Complex lithology prediction using probabilistic neural network improved by continuous restricted Boltzmann machine and particle swarm optimization

Abstract

Lithology prediction, especially for reservoirs consisting of complex lithologies, is universally considered as a critical underlying task for petroleum exploration, because lithological data is indispensable for the analysis of some geological work, such as stratigraphic correlation or sedimentation modeling. Hence, how to acquire the reliable lithological information gradually becomes a hot topic in the geoscience. Probabilistic neural network (PNN) is an excellent approach for lithology prediction since it can efficiently complete pattern recognition by determining characteristics of each kind of learning data. However, its computation performance is severely limited by two factors, which are quality of raw data and selection of parameter. High correlation of raw data could be an obstacle for the determination of data characteristics because partial probability density distributions established by PNN would be merged.

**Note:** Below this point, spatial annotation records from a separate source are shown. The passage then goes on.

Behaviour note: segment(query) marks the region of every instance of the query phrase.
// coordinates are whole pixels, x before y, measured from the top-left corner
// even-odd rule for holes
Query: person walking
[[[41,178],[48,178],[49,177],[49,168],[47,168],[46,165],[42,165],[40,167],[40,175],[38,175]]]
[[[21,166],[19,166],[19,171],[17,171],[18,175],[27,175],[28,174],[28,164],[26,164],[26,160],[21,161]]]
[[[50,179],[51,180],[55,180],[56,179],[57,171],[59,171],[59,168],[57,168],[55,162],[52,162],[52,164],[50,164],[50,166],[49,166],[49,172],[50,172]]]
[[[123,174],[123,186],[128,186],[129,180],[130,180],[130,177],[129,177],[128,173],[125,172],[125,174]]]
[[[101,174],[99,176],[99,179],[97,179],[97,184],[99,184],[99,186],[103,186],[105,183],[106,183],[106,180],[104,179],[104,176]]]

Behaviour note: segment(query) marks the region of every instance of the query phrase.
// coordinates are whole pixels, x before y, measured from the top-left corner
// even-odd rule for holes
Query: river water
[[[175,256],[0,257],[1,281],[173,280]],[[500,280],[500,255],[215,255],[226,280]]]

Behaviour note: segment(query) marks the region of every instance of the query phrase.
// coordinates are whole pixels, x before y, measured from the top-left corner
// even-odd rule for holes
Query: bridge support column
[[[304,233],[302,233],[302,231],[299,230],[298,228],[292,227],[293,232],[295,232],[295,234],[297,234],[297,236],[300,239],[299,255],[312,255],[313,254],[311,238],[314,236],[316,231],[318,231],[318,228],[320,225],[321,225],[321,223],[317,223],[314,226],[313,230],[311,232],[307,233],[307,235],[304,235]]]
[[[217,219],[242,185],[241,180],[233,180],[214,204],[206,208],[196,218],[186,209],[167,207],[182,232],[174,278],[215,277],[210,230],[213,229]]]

As window length of each probability density distribution shows great impact on the accuracy of calculated results, the selection of this parameter must be addressed optimally before prediction. In order to improve the calculation capability of PNN, two techniques, continuous restricted Boltzmann machine (CRBM) and particle swarm optimization (PSO), are introduced. CRBM has the special function of extracting features from raw data and the features generally present with low correlation, thus can be viewed as an ideal preprocessing segment for PNN. PSO is one of the most efficient algorithms used for solving optimization problem, and the optimal parameter setting of PNN, therefore, can be revealed. Due to the advantages of CRBM and PSO for PNN, a new method for complex lithology prediction is proposed, which is referred as CRBM-PSO-PNN. Data for new method validation is recorded by two wells which are located in the IARA oilfield. Moreover, three experiments are well designed in order to verify the computing capability of new method comprehensively. Experiment results manifest that the prediction accuracies provided by new method in three experiments are highest, all of which are over 75%. High prediction accuracies fully demonstrate that the proposed method is effective to predict complex lithology, and the predicted results are reliable to serve other geological work.